Robinhood Ordered to Pay $9 Million Settlement for Referral Program

Innerly Team News 5 min
Robinhood has been ordered to pay a $9 million settlement over allegations that its referral program violated consumer protection laws. Learn about the lawsuit, court ruling, and its broader implications.

In a landmark decision, a U.S. judge has mandated Robinhood Financial LLC to pay a $9 million settlement over allegations that its referral program violated consumer protection laws. The lawsuit, spearheaded by plaintiffs Andrew Gillette and Cooper Moore, accused the trading platform of enabling users to send unsolicited advertising messages to their contacts. Despite denying the allegations, Robinhood now faces significant financial repercussions. This ruling underscores the importance of adhering to consumer protection regulations, even as companies innovate and expand their user base.

Introduction

A U.S. judge has approved a settlement of about $9 million in a lawsuit against Robinhood, alleging that the firm’s referral program enabled users to send unsolicited advertising messages to their contacts. Robinhood Financial LLC denied the allegations. A U.S. judge, Barbara Rothstein, has ordered Robinhood, a website for trading stocks and cryptocurrencies, to pay a $9 million settlement. The company faced a lawsuit over its referral program, which encouraged users to invite friends to join the platform. The judge ruled that Robinhood’s program violated the Consumer Protection Act.

Background of the Lawsuit

The lawsuit against Robinhood Financial LLC centered on its “refer-a-friend” program, which allegedly violated consumer protection laws. Plaintiffs Cooper Moore and Andrew Gillette filed the lawsuit on behalf of individuals who received unsolicited text messages from Robinhood’s program. These messages were sent between August 2017 and February 2024 to residents of Washington State. The lawsuit specifically targeted individuals who did not consent to receive these referral messages. However, Robinhood disputed these claims.

Robinhood’s referral program allowed users to send text messages to their contacts through the trading app, inviting them to join the platform. The lawsuit, filed in 2021, argued that these unsolicited messages violated Washington State’s Consumer Protection Act and the Commercial Electronic Mail Act.

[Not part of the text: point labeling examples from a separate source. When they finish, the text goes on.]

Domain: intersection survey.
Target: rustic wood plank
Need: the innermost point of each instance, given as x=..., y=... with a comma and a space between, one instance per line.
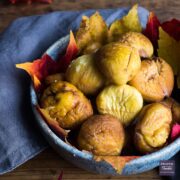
x=48, y=165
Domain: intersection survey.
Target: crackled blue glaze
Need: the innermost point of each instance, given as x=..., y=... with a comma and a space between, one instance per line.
x=85, y=160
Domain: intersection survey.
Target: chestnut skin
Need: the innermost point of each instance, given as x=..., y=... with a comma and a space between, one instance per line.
x=139, y=42
x=66, y=104
x=124, y=102
x=54, y=78
x=153, y=127
x=175, y=108
x=155, y=80
x=118, y=62
x=83, y=73
x=101, y=135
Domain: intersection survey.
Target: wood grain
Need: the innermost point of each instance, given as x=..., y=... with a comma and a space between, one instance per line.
x=48, y=165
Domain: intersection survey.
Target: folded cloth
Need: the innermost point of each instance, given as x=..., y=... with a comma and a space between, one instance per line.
x=24, y=40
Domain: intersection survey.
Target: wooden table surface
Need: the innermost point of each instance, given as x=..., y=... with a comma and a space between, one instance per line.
x=48, y=165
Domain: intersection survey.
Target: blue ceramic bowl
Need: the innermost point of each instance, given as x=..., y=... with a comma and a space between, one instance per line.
x=85, y=160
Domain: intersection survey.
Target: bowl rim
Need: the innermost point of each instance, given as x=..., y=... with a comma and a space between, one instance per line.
x=162, y=154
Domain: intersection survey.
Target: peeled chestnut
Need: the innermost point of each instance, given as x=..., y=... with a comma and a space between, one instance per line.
x=153, y=127
x=155, y=80
x=118, y=62
x=139, y=42
x=83, y=73
x=66, y=104
x=101, y=135
x=124, y=102
x=54, y=78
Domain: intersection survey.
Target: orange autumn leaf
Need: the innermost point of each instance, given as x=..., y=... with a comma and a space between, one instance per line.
x=53, y=124
x=152, y=30
x=117, y=162
x=39, y=69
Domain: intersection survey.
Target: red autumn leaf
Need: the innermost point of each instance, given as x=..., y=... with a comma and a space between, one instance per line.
x=152, y=30
x=60, y=176
x=30, y=1
x=53, y=124
x=71, y=53
x=172, y=28
x=175, y=133
x=41, y=68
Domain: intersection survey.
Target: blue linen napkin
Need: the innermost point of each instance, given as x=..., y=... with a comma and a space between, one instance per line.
x=24, y=40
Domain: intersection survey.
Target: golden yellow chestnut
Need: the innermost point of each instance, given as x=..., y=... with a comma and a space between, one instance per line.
x=153, y=127
x=124, y=102
x=66, y=104
x=175, y=108
x=101, y=135
x=83, y=73
x=118, y=62
x=54, y=78
x=139, y=42
x=155, y=80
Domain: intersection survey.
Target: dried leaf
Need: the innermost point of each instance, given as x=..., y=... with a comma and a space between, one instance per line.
x=93, y=32
x=175, y=133
x=30, y=1
x=53, y=123
x=41, y=68
x=117, y=162
x=169, y=49
x=71, y=53
x=172, y=28
x=130, y=22
x=152, y=30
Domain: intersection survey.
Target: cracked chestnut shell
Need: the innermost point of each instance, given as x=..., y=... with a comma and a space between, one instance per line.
x=153, y=127
x=175, y=108
x=101, y=135
x=124, y=102
x=83, y=73
x=139, y=42
x=155, y=80
x=66, y=104
x=118, y=62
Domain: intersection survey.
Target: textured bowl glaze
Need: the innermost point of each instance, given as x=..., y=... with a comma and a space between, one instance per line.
x=85, y=160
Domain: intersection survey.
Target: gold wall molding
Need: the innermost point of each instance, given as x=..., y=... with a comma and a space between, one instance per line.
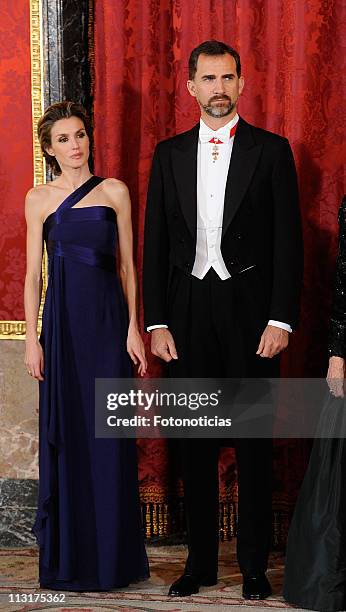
x=15, y=330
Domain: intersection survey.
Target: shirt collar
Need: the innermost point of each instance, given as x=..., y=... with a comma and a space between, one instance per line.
x=224, y=131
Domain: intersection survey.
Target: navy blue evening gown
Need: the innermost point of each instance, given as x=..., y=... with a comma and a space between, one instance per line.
x=88, y=522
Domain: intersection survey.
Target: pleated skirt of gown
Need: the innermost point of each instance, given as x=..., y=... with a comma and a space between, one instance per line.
x=315, y=574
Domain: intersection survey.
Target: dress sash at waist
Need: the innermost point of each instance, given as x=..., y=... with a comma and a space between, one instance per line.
x=83, y=254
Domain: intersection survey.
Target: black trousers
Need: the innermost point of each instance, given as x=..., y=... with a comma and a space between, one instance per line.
x=216, y=330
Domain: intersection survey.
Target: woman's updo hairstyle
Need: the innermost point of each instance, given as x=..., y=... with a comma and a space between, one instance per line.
x=55, y=112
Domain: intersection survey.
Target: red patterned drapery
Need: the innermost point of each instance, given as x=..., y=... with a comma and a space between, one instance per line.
x=16, y=152
x=292, y=62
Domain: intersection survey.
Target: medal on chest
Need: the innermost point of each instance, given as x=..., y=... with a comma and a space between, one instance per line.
x=215, y=149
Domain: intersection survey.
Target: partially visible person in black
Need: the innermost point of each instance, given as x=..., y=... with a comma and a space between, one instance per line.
x=315, y=575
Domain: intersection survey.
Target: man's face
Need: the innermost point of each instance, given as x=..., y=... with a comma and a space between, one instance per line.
x=216, y=85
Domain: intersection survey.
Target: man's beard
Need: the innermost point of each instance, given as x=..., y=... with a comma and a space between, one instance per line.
x=221, y=110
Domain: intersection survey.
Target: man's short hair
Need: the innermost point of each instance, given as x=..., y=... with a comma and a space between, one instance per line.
x=212, y=47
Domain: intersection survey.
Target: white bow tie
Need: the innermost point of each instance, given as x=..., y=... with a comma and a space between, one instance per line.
x=220, y=136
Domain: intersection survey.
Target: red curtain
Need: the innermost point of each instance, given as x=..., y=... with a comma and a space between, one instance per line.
x=292, y=63
x=16, y=155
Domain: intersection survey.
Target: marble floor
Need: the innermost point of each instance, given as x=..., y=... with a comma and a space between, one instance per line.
x=19, y=585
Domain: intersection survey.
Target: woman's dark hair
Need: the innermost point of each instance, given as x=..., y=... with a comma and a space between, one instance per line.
x=55, y=112
x=212, y=47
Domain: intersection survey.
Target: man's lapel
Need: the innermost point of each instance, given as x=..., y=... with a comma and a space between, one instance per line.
x=184, y=161
x=245, y=155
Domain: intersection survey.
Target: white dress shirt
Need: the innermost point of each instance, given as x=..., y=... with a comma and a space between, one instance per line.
x=212, y=172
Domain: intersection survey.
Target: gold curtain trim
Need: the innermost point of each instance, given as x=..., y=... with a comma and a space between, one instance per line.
x=15, y=330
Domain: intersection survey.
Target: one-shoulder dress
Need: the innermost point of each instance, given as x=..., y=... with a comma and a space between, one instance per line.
x=88, y=522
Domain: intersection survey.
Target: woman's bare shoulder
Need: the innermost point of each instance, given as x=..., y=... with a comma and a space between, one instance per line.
x=115, y=187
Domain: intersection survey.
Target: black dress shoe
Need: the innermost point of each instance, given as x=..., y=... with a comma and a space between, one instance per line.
x=256, y=587
x=188, y=584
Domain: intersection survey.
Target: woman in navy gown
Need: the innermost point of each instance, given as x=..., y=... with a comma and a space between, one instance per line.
x=88, y=522
x=315, y=575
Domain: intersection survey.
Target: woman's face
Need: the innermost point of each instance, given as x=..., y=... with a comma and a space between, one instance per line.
x=69, y=143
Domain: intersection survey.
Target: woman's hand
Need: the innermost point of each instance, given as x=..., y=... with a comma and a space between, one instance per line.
x=336, y=375
x=34, y=359
x=136, y=350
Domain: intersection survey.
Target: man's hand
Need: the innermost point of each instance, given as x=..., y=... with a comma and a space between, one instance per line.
x=336, y=375
x=162, y=344
x=273, y=341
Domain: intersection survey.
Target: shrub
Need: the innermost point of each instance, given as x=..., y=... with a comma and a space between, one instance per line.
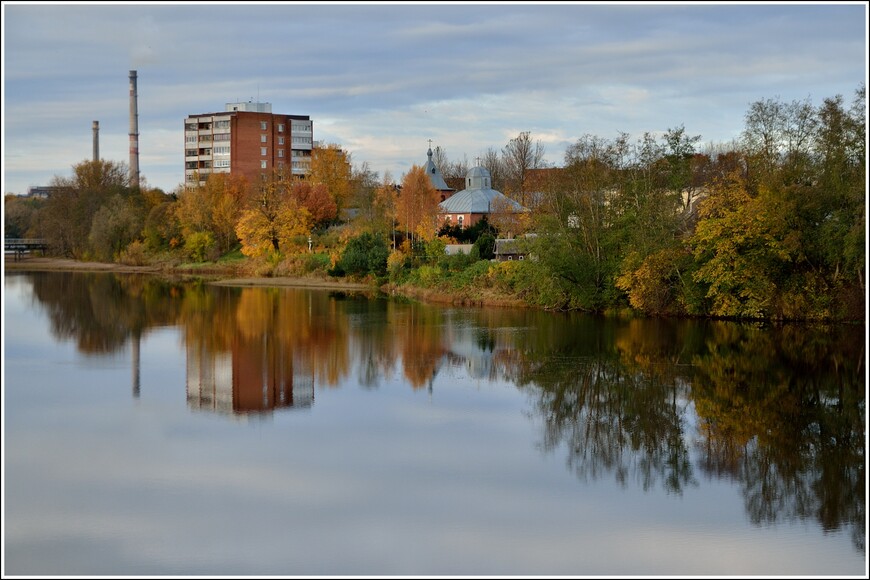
x=363, y=255
x=200, y=246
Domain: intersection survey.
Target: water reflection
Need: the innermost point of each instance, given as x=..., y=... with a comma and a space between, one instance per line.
x=779, y=411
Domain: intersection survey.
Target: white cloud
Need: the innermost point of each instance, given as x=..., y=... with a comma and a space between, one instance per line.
x=383, y=79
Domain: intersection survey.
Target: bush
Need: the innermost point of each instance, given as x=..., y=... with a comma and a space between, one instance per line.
x=363, y=255
x=133, y=254
x=200, y=246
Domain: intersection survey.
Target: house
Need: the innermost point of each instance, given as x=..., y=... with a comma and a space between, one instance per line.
x=507, y=250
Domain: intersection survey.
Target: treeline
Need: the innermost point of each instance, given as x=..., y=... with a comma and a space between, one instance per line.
x=771, y=226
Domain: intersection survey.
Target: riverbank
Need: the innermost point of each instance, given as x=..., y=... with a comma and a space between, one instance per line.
x=225, y=276
x=231, y=276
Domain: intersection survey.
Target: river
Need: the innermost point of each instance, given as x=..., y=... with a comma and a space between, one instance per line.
x=154, y=427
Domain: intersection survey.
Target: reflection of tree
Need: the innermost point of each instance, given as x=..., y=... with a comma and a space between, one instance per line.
x=782, y=411
x=101, y=311
x=419, y=330
x=614, y=414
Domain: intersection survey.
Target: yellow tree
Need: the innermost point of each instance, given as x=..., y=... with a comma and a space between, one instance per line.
x=316, y=199
x=331, y=166
x=272, y=220
x=507, y=218
x=228, y=196
x=384, y=205
x=417, y=205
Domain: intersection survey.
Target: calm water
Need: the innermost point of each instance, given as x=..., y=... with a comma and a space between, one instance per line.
x=159, y=428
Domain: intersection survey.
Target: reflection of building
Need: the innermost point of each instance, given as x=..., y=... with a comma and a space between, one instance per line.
x=254, y=377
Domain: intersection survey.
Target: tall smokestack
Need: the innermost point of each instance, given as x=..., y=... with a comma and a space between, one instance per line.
x=96, y=140
x=134, y=133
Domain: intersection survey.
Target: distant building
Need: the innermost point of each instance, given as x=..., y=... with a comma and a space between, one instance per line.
x=506, y=250
x=436, y=178
x=246, y=139
x=476, y=201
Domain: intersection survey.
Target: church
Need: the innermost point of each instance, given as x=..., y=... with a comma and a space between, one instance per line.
x=478, y=200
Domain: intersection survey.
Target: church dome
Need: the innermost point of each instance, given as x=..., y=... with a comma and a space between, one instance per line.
x=478, y=178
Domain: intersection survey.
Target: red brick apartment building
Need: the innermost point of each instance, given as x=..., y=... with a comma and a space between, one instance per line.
x=246, y=139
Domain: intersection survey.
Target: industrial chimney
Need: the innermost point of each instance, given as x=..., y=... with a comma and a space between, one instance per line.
x=96, y=140
x=134, y=133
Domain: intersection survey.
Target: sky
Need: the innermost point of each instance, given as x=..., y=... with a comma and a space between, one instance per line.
x=383, y=79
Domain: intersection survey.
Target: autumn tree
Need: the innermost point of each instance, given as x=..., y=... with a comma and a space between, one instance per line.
x=365, y=185
x=417, y=207
x=114, y=227
x=493, y=162
x=68, y=214
x=331, y=166
x=520, y=155
x=271, y=221
x=385, y=207
x=316, y=199
x=20, y=216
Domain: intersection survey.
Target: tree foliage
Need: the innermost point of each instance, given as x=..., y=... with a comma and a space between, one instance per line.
x=271, y=221
x=331, y=166
x=417, y=204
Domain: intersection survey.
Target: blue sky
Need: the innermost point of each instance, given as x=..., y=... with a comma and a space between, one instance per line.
x=381, y=79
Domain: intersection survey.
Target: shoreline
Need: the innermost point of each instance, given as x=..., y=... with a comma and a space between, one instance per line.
x=217, y=275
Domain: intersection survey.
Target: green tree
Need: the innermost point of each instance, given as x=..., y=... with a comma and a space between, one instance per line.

Court Ruling and Settlement Details

Judge Barbara Rothstein clarified that the lawsuit centered on Robinhood’s “refer-a-friend” program, which allowed unsolicited messages to be sent to individuals in Washington State. This violated consumer protection laws, prompting the legal action. Senior Judge Rothstein deemed the $9 million settlement fair, emphasizing its reasonableness and adequacy given the complexity and costs of litigation. She affirmed that all parties involved had effectively represented the interests of the settlement class throughout the legal process.

The lawsuit, settled as a class-action, required Robinhood to compensate affected parties. Andrew Gillette and Cooper Moore’s legal team received $2.2 million in attorney fees and approximately $142.4k in litigation costs from the settlement fund. Each plaintiff was also granted $10,000 for legal services from the settlement.

Impact on Robinhood

Following the approval of the $9 million settlement on July 18, 2024, Robinhood’s stock (HOOD) experienced a decline of 1.8%. This immediate market reaction reflects investor concerns over the financial and reputational impact of the settlement. Robinhood has stated that it will review and modify its referral program to ensure compliance with consumer protection laws in the future. The company aims to rebuild trust with its user base and the broader market.

Broader Implications

This ruling highlights the critical importance of consumer protection in the digital age. As companies increasingly rely on digital marketing strategies, including referral programs, they must ensure that these strategies comply with existing laws and regulations. The Robinhood case serves as a cautionary tale for other companies that use similar marketing tactics. It underscores the need for transparency and consent in all forms of digital communication.

Potential changes in referral programs and marketing strategies for similar companies may include more stringent consent requirements and clearer communication about how referral messages will be used. Companies may also need to invest in compliance training and legal reviews to avoid similar legal challenges.

Summary

In summary, the $9 million settlement against Robinhood for its referral program violations serves as a significant reminder of the importance of consumer protection laws. The ruling not only impacts Robinhood but also sets a precedent for other companies in the financial and tech industries. As digital marketing continues to evolve, companies must prioritize compliance and transparency to maintain consumer trust and avoid legal repercussions. This case underscores the delicate balance between innovation and regulation in the digital age.

The author does not own or have any interest in the securities discussed in the article.